WASHINGTON, D.C.-The future of the U.S. government's plan to change the way that organs are allocated in the United States remains uncertain despite legislation that President Clinton signed in December.
On December 17, Mr. Clinton signed into law the Ticket to Work and Work Incentives Improvement Act of 1999, which includes a 90-day moratorium on implementation of the organ allocation rules proposed by the Department of Health and Human Services. The delay means that the rules can't become effective before the middle of March. However, on December 29, the New York Times predicted that even a mid-March implementation "is unlikely, because Congress plans to reopen the issue as part of a bill reauthorizing the National Organ Transplant Act."

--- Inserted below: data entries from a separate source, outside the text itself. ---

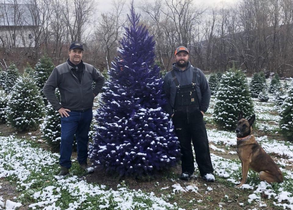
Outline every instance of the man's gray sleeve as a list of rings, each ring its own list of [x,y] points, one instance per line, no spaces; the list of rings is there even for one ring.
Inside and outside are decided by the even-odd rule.
[[[201,92],[201,102],[200,105],[201,110],[205,112],[208,110],[211,100],[211,89],[204,75],[201,71],[199,71],[201,80],[200,87]]]
[[[92,80],[96,82],[96,86],[92,92],[96,95],[98,95],[102,90],[105,83],[105,77],[100,72],[93,67],[92,74]]]
[[[55,95],[55,90],[59,84],[59,77],[57,69],[54,68],[43,88],[44,94],[56,111],[62,107]]]

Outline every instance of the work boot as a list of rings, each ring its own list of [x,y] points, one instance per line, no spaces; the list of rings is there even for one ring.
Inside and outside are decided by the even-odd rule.
[[[94,168],[89,166],[86,162],[79,164],[79,167],[85,170],[88,173],[91,174],[94,172]]]
[[[69,172],[69,170],[68,168],[64,166],[61,166],[60,172],[57,175],[57,176],[64,176],[67,174],[68,174]]]

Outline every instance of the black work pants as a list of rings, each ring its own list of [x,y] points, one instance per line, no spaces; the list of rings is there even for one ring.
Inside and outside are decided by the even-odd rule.
[[[181,146],[182,172],[193,173],[194,159],[191,142],[195,153],[195,160],[201,176],[214,171],[211,159],[208,135],[203,116],[198,109],[192,112],[177,111],[172,118],[175,131]]]

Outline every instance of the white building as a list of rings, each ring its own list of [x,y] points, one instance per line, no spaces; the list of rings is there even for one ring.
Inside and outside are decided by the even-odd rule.
[[[34,46],[34,24],[30,5],[0,4],[0,48]]]

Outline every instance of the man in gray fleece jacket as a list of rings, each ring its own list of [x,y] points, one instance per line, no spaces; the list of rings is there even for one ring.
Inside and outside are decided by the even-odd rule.
[[[164,79],[164,91],[167,103],[165,109],[172,118],[181,147],[182,173],[180,178],[194,177],[195,160],[202,178],[213,182],[208,135],[203,116],[211,98],[211,90],[204,75],[188,61],[187,49],[180,46],[175,52],[176,63]]]
[[[83,51],[81,44],[72,43],[67,61],[53,69],[43,88],[45,96],[61,116],[61,170],[58,176],[67,174],[71,167],[74,134],[80,167],[85,170],[89,168],[87,146],[94,98],[101,91],[105,79],[92,66],[83,62]],[[93,90],[93,81],[96,82]],[[57,87],[60,93],[60,103],[55,94]]]

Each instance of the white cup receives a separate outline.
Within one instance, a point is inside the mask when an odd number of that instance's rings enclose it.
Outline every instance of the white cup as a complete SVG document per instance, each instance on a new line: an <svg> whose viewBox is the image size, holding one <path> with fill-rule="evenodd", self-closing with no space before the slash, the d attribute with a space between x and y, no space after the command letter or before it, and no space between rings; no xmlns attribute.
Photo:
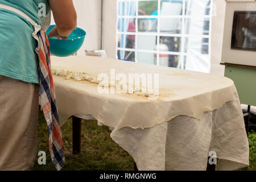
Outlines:
<svg viewBox="0 0 256 182"><path fill-rule="evenodd" d="M85 50L85 55L88 56L106 57L106 50Z"/></svg>

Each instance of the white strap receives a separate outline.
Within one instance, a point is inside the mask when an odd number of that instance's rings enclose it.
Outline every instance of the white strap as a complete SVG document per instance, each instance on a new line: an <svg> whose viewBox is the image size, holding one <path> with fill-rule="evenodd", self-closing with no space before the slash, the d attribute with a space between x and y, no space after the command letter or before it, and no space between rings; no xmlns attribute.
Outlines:
<svg viewBox="0 0 256 182"><path fill-rule="evenodd" d="M24 13L23 13L22 11L13 7L11 6L9 6L7 5L3 5L3 4L0 4L0 7L7 10L10 10L11 11L13 11L14 13L16 13L16 14L18 14L19 15L20 15L22 16L23 16L26 19L27 19L28 22L30 22L30 23L32 25L34 26L35 24L37 24L36 23L35 23L31 18L30 18L30 16L28 16L28 15L27 15L26 14L24 14Z"/></svg>
<svg viewBox="0 0 256 182"><path fill-rule="evenodd" d="M42 27L40 25L38 24L31 18L30 18L30 16L27 15L26 14L24 14L22 11L21 11L13 7L0 3L0 8L16 13L16 14L20 15L20 16L23 16L24 18L27 19L34 27L34 32L33 32L33 34L32 34L32 36L35 39L36 39L36 40L38 40L38 42L39 42L38 32L42 28ZM36 48L36 51L39 50L39 45L38 45L38 47Z"/></svg>

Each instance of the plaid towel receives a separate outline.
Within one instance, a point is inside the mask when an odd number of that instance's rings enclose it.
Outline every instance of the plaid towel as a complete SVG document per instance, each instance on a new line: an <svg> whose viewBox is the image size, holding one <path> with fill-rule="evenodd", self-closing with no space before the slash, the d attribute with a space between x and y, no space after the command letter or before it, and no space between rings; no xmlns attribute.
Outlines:
<svg viewBox="0 0 256 182"><path fill-rule="evenodd" d="M64 166L65 158L53 81L51 71L49 40L43 30L38 32L38 35L39 45L36 52L39 58L39 74L41 106L43 107L44 117L47 122L51 158L56 168L59 171Z"/></svg>

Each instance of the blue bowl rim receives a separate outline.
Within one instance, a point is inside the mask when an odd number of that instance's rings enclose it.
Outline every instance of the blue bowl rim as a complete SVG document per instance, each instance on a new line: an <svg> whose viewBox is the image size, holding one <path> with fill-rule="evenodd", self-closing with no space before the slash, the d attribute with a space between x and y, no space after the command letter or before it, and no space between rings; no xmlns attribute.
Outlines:
<svg viewBox="0 0 256 182"><path fill-rule="evenodd" d="M49 28L50 27L52 27L52 28L53 28L53 27L55 27L55 26L56 26L56 24L51 24L51 25L50 25L50 26L49 26L49 27L48 27L48 28ZM79 38L77 38L72 39L72 40L74 40L81 39L84 38L85 37L85 35L86 35L86 32L85 30L82 30L82 28L79 28L79 27L76 27L76 28L78 28L78 29L79 29L79 30L81 30L82 32L84 32L84 35L83 35L83 36L80 37L80 39L79 39ZM47 29L47 30L48 30L48 29ZM47 31L47 30L46 31ZM48 34L47 34L47 35L48 35ZM49 40L71 40L71 39L56 39L49 38L48 38L48 39Z"/></svg>

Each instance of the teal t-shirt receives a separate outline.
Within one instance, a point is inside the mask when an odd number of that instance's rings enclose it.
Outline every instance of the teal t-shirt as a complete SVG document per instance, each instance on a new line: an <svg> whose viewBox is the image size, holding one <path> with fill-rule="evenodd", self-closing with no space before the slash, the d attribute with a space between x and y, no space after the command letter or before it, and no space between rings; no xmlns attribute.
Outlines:
<svg viewBox="0 0 256 182"><path fill-rule="evenodd" d="M48 0L0 0L0 3L22 11L40 25L39 9L41 13L44 12L41 7L46 7L46 14L50 11ZM39 59L35 51L38 43L32 36L33 32L26 19L0 8L1 75L39 84Z"/></svg>

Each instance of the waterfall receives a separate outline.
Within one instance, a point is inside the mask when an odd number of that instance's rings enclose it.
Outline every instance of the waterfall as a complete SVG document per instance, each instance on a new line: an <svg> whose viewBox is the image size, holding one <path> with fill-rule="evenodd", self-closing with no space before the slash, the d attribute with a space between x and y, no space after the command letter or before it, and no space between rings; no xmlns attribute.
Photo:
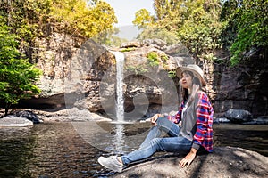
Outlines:
<svg viewBox="0 0 268 178"><path fill-rule="evenodd" d="M123 67L124 54L121 52L112 52L116 59L116 118L118 122L124 121L123 98Z"/></svg>

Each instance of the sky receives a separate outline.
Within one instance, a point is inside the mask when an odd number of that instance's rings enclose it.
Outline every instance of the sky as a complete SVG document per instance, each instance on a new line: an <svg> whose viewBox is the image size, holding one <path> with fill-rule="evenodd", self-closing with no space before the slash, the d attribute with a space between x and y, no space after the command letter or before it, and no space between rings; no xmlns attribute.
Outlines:
<svg viewBox="0 0 268 178"><path fill-rule="evenodd" d="M118 23L116 27L133 25L135 12L146 9L154 14L154 0L104 0L114 10Z"/></svg>

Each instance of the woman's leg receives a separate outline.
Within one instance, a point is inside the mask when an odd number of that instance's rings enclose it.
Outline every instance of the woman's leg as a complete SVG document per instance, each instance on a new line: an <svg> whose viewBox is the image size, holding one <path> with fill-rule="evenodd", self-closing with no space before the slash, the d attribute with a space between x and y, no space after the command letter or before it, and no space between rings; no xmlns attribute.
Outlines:
<svg viewBox="0 0 268 178"><path fill-rule="evenodd" d="M139 146L139 149L148 146L150 141L155 138L160 137L161 132L163 131L168 134L169 136L178 136L180 133L180 127L174 123L171 122L165 117L159 117L156 120L156 126L153 126L144 142Z"/></svg>
<svg viewBox="0 0 268 178"><path fill-rule="evenodd" d="M187 153L192 146L192 142L184 137L155 138L148 146L132 151L121 157L123 165L149 158L156 151Z"/></svg>

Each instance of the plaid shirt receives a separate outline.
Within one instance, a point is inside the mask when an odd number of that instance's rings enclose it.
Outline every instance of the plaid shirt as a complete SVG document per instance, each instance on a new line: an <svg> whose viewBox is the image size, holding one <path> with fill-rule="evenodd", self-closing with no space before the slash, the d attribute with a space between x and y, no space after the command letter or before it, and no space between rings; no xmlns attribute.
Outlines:
<svg viewBox="0 0 268 178"><path fill-rule="evenodd" d="M178 113L175 116L168 116L168 119L173 123L180 123L181 120L182 101ZM193 138L193 146L201 145L208 152L213 151L213 115L214 109L209 101L208 96L205 92L198 93L198 101L197 103L197 131Z"/></svg>

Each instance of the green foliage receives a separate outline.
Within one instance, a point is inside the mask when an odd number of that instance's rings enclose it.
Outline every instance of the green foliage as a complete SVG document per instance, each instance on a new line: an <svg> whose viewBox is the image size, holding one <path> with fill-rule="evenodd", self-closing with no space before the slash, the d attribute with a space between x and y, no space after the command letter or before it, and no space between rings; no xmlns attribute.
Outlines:
<svg viewBox="0 0 268 178"><path fill-rule="evenodd" d="M231 64L242 62L244 54L253 48L268 46L268 1L244 0L232 19L237 23L237 37L230 46Z"/></svg>
<svg viewBox="0 0 268 178"><path fill-rule="evenodd" d="M216 49L222 48L220 39L224 23L219 21L217 1L198 0L187 4L188 19L179 28L180 40L194 56L212 60Z"/></svg>
<svg viewBox="0 0 268 178"><path fill-rule="evenodd" d="M60 32L92 37L117 22L113 9L99 0L1 1L0 15L26 44L49 33L49 25Z"/></svg>
<svg viewBox="0 0 268 178"><path fill-rule="evenodd" d="M40 70L21 57L16 49L16 36L10 28L0 23L0 99L6 104L6 113L11 104L40 93L35 85Z"/></svg>
<svg viewBox="0 0 268 178"><path fill-rule="evenodd" d="M66 25L69 33L93 37L113 28L117 22L113 9L105 1L90 5L84 0L55 0L50 14Z"/></svg>
<svg viewBox="0 0 268 178"><path fill-rule="evenodd" d="M147 58L148 59L148 63L152 67L159 66L159 56L156 52L150 52L147 53Z"/></svg>
<svg viewBox="0 0 268 178"><path fill-rule="evenodd" d="M135 12L135 20L132 21L139 29L145 28L148 25L152 24L154 17L146 9L141 9Z"/></svg>
<svg viewBox="0 0 268 178"><path fill-rule="evenodd" d="M177 34L168 31L165 28L160 28L156 26L152 26L145 28L138 36L138 39L161 39L172 45L178 43Z"/></svg>

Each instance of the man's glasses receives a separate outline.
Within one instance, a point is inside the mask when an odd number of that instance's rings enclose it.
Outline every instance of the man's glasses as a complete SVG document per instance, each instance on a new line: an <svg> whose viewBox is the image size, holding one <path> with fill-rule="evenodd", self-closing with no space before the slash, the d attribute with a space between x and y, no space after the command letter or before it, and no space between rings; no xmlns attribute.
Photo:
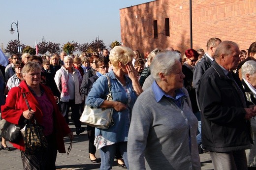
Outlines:
<svg viewBox="0 0 256 170"><path fill-rule="evenodd" d="M71 149L72 149L72 141L70 141L70 143L69 143L69 146L67 148L67 155L70 153Z"/></svg>
<svg viewBox="0 0 256 170"><path fill-rule="evenodd" d="M109 67L109 65L104 65L102 67L99 67L98 68L102 68L102 69L104 69L105 68L108 68Z"/></svg>

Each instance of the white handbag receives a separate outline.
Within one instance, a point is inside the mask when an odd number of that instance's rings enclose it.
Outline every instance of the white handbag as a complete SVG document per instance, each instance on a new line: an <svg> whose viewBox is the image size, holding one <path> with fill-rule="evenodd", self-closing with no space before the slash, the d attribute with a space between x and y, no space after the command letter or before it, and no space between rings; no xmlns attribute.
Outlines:
<svg viewBox="0 0 256 170"><path fill-rule="evenodd" d="M111 91L111 84L109 77L107 78L108 86L108 94L106 100L113 101ZM113 108L93 108L86 105L80 121L86 125L95 127L99 129L108 129L109 126L115 124L112 119Z"/></svg>

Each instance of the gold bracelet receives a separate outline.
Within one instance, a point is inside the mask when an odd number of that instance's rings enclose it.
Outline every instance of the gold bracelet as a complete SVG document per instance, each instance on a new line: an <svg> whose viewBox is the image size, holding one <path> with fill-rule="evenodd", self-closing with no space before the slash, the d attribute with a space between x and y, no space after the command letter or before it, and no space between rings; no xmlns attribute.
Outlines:
<svg viewBox="0 0 256 170"><path fill-rule="evenodd" d="M135 85L132 85L132 86L136 86L136 85L139 85L139 83L137 84L136 84Z"/></svg>

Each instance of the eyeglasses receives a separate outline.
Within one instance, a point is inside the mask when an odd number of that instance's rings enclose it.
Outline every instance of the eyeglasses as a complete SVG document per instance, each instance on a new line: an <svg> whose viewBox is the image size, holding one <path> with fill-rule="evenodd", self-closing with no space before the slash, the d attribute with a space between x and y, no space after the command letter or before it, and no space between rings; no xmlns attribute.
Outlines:
<svg viewBox="0 0 256 170"><path fill-rule="evenodd" d="M108 68L109 67L109 65L104 65L102 67L99 67L98 68L102 68L102 69L104 69L105 68Z"/></svg>
<svg viewBox="0 0 256 170"><path fill-rule="evenodd" d="M70 143L69 143L69 146L67 148L67 155L70 153L71 149L72 149L72 141L70 141Z"/></svg>
<svg viewBox="0 0 256 170"><path fill-rule="evenodd" d="M189 58L191 61L191 62L196 62L198 59L198 58L197 58L197 59L190 59L189 58Z"/></svg>

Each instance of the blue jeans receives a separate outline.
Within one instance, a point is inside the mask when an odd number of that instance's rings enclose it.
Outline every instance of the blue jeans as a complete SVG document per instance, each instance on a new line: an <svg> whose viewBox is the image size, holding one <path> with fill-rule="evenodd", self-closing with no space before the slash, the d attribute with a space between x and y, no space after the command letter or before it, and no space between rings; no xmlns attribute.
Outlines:
<svg viewBox="0 0 256 170"><path fill-rule="evenodd" d="M127 157L127 142L122 142L111 144L111 145L105 146L100 148L101 170L112 169L116 149L119 150L126 167L128 169L129 169L128 158Z"/></svg>
<svg viewBox="0 0 256 170"><path fill-rule="evenodd" d="M198 121L198 126L197 126L197 135L196 135L196 142L197 146L199 146L202 143L202 135L201 128L201 113L198 111L194 113L194 115L197 118Z"/></svg>

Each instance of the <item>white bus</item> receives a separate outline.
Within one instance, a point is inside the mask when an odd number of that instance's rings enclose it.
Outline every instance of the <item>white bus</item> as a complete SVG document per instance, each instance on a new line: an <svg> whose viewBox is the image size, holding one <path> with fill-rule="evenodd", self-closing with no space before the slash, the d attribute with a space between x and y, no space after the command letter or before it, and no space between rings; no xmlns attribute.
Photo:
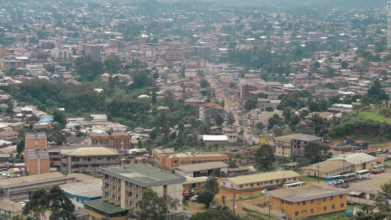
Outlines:
<svg viewBox="0 0 391 220"><path fill-rule="evenodd" d="M324 178L325 183L329 185L337 184L345 182L344 177L342 175L336 175L329 177L326 177Z"/></svg>
<svg viewBox="0 0 391 220"><path fill-rule="evenodd" d="M342 175L344 177L344 181L345 182L350 182L355 180L357 179L357 174L355 173L349 173Z"/></svg>
<svg viewBox="0 0 391 220"><path fill-rule="evenodd" d="M301 185L304 185L305 183L302 182L296 182L292 183L288 183L283 185L283 188L291 188L296 186L300 186Z"/></svg>
<svg viewBox="0 0 391 220"><path fill-rule="evenodd" d="M361 179L366 178L368 178L371 176L371 170L362 170L355 172L357 174L357 179Z"/></svg>

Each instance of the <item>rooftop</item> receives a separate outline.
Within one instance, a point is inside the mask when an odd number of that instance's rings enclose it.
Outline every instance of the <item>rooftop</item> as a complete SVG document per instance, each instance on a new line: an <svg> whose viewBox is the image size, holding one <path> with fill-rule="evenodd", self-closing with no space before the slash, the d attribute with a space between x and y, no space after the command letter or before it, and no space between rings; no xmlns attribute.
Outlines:
<svg viewBox="0 0 391 220"><path fill-rule="evenodd" d="M173 168L173 170L179 170L185 173L193 172L196 171L201 171L204 170L212 170L225 167L228 167L227 165L223 162L209 162L202 163L198 163L191 165L186 165L176 168Z"/></svg>
<svg viewBox="0 0 391 220"><path fill-rule="evenodd" d="M186 178L171 172L141 163L100 168L104 174L143 186L157 186L182 183Z"/></svg>
<svg viewBox="0 0 391 220"><path fill-rule="evenodd" d="M335 188L324 183L316 183L269 191L266 192L266 195L289 202L297 202L346 194L350 191L350 189Z"/></svg>
<svg viewBox="0 0 391 220"><path fill-rule="evenodd" d="M83 204L86 206L99 210L108 215L126 213L128 211L127 209L123 209L120 206L105 202L101 199L85 201Z"/></svg>
<svg viewBox="0 0 391 220"><path fill-rule="evenodd" d="M83 147L72 150L62 150L61 154L67 156L109 156L119 155L116 149L104 147Z"/></svg>
<svg viewBox="0 0 391 220"><path fill-rule="evenodd" d="M267 173L261 173L245 176L238 176L221 179L221 180L227 180L236 185L257 183L266 181L289 179L291 178L298 178L300 174L292 171L276 171Z"/></svg>

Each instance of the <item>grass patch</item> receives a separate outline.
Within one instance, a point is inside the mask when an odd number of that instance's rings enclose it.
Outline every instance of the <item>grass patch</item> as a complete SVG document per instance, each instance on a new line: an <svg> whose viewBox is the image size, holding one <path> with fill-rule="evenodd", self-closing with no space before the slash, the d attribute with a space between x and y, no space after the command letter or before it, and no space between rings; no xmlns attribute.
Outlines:
<svg viewBox="0 0 391 220"><path fill-rule="evenodd" d="M374 121L386 122L391 124L391 119L386 118L384 115L379 113L379 111L377 110L373 112L360 112L355 119L359 121L364 119L372 119Z"/></svg>

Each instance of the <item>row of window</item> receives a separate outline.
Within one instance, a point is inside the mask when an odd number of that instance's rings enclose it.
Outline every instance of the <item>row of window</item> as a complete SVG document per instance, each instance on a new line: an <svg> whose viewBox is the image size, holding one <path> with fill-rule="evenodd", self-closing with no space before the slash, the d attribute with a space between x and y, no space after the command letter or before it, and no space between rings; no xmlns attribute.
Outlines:
<svg viewBox="0 0 391 220"><path fill-rule="evenodd" d="M345 203L341 203L341 207L343 208L345 207ZM333 210L336 209L336 205L331 205L331 210ZM320 211L320 210L319 210ZM323 206L323 211L327 211L327 206ZM301 213L307 213L307 210L301 210ZM312 208L310 209L310 213L311 214L314 213L314 209ZM299 211L296 211L295 212L295 216L298 216L299 215Z"/></svg>

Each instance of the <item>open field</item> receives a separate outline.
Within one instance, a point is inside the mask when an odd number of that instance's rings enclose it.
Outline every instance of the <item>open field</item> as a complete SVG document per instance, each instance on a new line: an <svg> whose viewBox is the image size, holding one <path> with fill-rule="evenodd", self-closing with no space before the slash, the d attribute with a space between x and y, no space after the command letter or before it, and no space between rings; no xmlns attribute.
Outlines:
<svg viewBox="0 0 391 220"><path fill-rule="evenodd" d="M374 112L360 112L358 113L358 115L355 118L357 120L362 120L368 119L391 124L391 119L385 118L384 116L379 113L378 111Z"/></svg>

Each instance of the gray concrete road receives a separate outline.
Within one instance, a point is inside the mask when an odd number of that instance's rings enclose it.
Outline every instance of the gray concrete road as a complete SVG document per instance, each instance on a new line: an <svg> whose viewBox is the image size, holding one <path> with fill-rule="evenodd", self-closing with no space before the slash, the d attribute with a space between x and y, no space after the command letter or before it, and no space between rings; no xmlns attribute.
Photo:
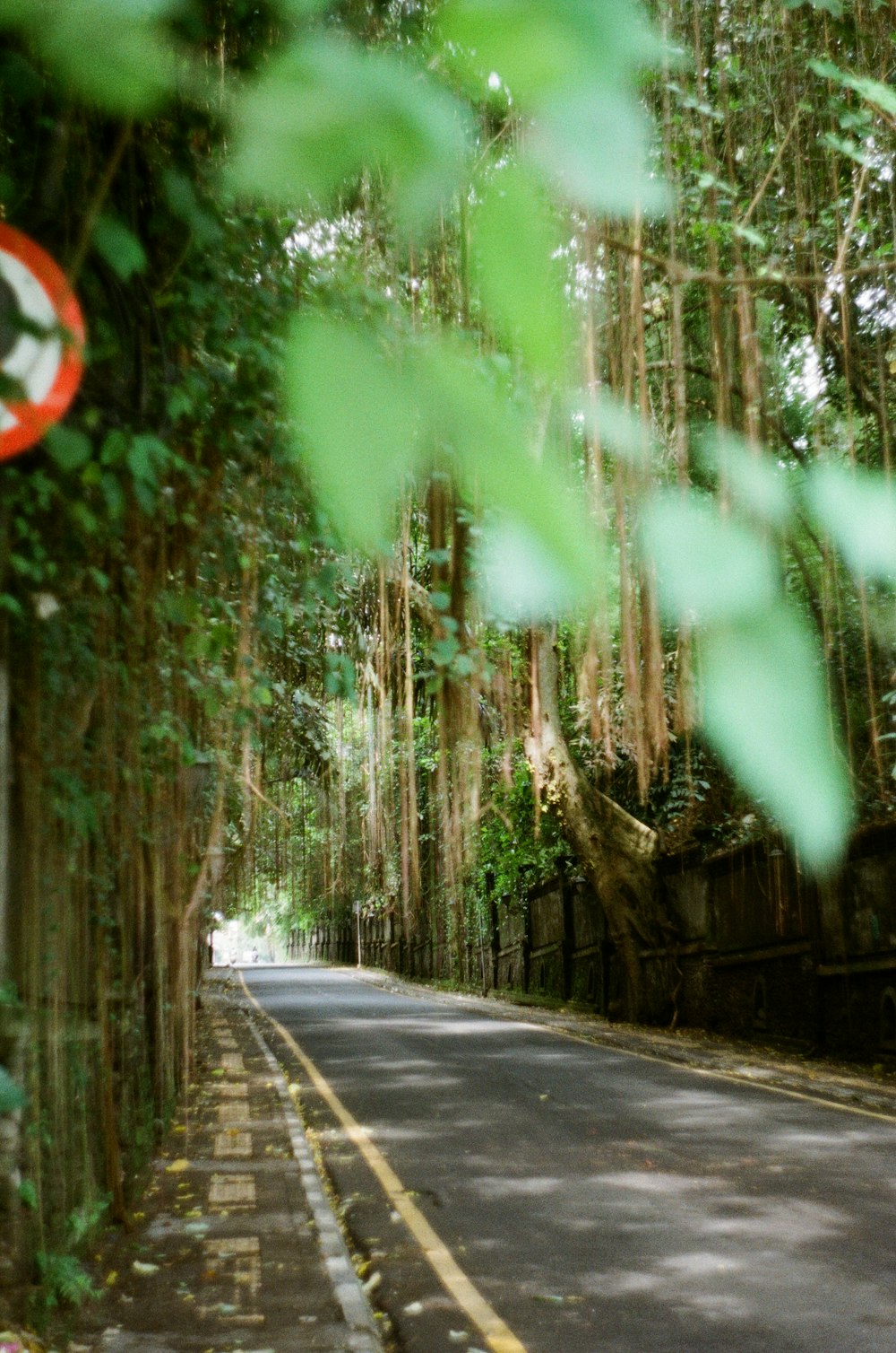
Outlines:
<svg viewBox="0 0 896 1353"><path fill-rule="evenodd" d="M892 1120L350 970L246 978L528 1353L896 1349ZM332 1101L308 1089L305 1111L399 1345L499 1349L441 1289Z"/></svg>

The newspaper's comments were part of a front-page article that discussed how plans for a new liver transplant program in Iowa reflect what is happening in transplant programs around the country in light of the proposed regulations. The rules would put medical need ahead of geography when assigning priority for an organ. The article delves into the point of view of larger transplant programs, which tend to favor the government's proposal, and smaller programs, which have claimed that the new scheme could put them out of business.
The United Network for Organ Sharing has opposed the proposed government rules. The day that Mr. Clinton signed the law, UNOS said that the new system "would enable any hospital or doctor to perform transplants, regardless of qualifications, and that would clearly not be in the best interest of patients."